I'm currently engaged on a project that I've been meaning to undertake for several years, namely to re-read all 19 of Kinky's mystery novels in sequential order. In all but one of these, the star of the tale is a fictionalised version of the Kinkster himself, aided and abetted by the Village Irregulars, characters based on a loose group of his real-life friends and acquaintances. The books are engaging, laugh-out-loud funny and extremely moving. Kinky has the enviable talent of having the reader sniggering on one page, before bringing them up short on the next, with a touching one-sided conversation with his cat or a real-life memory of a loved one who has been 'bugeled to Jesus'.

Some Texan advice from the Kinkster

In 2003 I attended a book reading by the Kinkster in New York, where he was launching 'Kill Two Birds and Get Stoned', the one novel in which his own character is not featured, although the narrator's voice is still very much Kinky's. After the event I was lucky enough to meet the man himself, along with his fictional sidekick, real-life friend and fellow author, Larry 'Ratso' Sloman.

A couple of weeks ago I renewed my acquaintance with The Kinkster, when I caught a great show on his solo UK tour. Kinky effectively abandoned songwriting at the end of the 1970's, but still takes his songs out on the road from time to time and bolstered with readings, wry observations and the occasional wince-inducing joke it makes for a hugely entertaining evening.
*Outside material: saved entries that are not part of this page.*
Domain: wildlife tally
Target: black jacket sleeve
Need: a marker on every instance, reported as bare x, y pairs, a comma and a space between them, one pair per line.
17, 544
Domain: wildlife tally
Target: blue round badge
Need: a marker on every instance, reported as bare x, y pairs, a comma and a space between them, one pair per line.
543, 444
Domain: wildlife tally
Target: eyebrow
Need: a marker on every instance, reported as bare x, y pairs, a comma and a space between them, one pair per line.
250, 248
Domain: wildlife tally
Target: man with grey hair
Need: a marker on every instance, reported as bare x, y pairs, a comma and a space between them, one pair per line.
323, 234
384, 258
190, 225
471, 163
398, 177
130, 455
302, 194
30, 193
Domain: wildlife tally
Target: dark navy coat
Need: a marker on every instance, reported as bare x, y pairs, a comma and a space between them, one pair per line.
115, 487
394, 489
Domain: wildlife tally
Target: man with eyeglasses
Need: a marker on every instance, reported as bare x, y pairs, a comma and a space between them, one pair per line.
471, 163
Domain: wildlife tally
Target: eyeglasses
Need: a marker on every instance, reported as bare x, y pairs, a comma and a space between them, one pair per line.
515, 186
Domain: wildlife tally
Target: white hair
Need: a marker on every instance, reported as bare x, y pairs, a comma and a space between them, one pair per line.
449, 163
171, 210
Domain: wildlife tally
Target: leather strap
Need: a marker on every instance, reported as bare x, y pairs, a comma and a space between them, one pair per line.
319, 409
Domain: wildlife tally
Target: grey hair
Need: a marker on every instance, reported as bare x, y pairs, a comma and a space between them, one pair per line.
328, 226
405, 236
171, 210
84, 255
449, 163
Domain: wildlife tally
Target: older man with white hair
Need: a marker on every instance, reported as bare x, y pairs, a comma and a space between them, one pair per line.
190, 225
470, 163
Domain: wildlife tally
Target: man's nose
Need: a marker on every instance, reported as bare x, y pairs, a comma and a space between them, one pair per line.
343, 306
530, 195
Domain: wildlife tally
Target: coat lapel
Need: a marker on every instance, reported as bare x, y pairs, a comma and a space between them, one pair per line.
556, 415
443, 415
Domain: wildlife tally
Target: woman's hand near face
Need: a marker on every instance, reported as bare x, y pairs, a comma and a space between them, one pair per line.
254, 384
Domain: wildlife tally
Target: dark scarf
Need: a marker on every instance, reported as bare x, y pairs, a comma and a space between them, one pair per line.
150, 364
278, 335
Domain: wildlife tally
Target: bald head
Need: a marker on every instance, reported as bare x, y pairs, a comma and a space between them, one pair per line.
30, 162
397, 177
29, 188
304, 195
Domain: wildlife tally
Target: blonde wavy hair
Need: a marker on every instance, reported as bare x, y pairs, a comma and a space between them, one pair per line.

Leading with the campaign slogan 'Why the Hell Not?', Friedman unsuccessfully ran for the office of Governor of Texas in 2006 and is currently gearing up for another run at the post. Meanwhile 'Kill Two Birds and Get Stoned' is being developed as a potential movie and, excitingly, rumour has it that a new Kinky Friedman mystery novel is on the horizon - the first since he killed his fictional self off in 2005's 'Ten Little New Yorkers'! And me? I'm currently re-reading 1989's 'Frequent Flyer', book 4 out of 19. A long way to go, but enjoying every minute.

8 comments:

John Medd said...

Snap!

The Swede said...

Nice one John! I have to admit that on that day in 2003, I did indeed press a total stranger into taking a shot of me with Ratso and the Kinkster with the ol' instamatic. Kinky throws his arm around my shoulder, chews on his cigar and looks cool, Ratso appears to be wearing a dead man's pyjamas while I look like an overwhelmed dork.

Old Pa's Corner said...

Can we have that picture published please....now!
I am intrigued must get the first book

The Swede said...

The books are highly recommended Old Pa, but the photo most definitely isn't!

Anonymous said...

Kinky and Ratso! That's quite something. I'm not really acquainted with Mr. Friedman's music, which is probably rather shameful and didn't even know he was a novelist. Quite a character.

Anonymous said...

Hope this comment catches your eye.I didn't want to crowd out Old Pa's comments section with further off-topic chat but I did want to respond to your mention of the new Deep Purple album (wouldn't it be good if all us blogger pals had a 'forum' where we could post such things? Just a thought). Back to DP - haven't heard it yet. It's good? I did buy their last new album (which some years ago now) and that was just OK. To be honest, I have problems with Purple sans Blackmore and without Lordy as well just makes it even harder. However, Steve Morse does his thing on the guitar and he's pretty darned good at it. Since RB left I've bought and enjoyed *some* of their newer music but you've got me all intrigued about this one. Tell me more!

The Swede said...

Mark Radcliffe played a track called 'Above & Beyond' and I was stunned. I'm so far out of the contemporary Deep Purple loop that this may be the kind of stuff they've been playing for years - proggy with a (dare I say it) folk tinged delivery from Mr Gillan.

I checked out the rest of the LP (on YouTube) and though that song isn't necessarily representative of the album, at least 2/3 of it sounded very good indeed on first hearing.

Terrible cover though!

Anonymous said...

Oh yes, the cover is awful. I must spend some time listening to the record now. Thanks.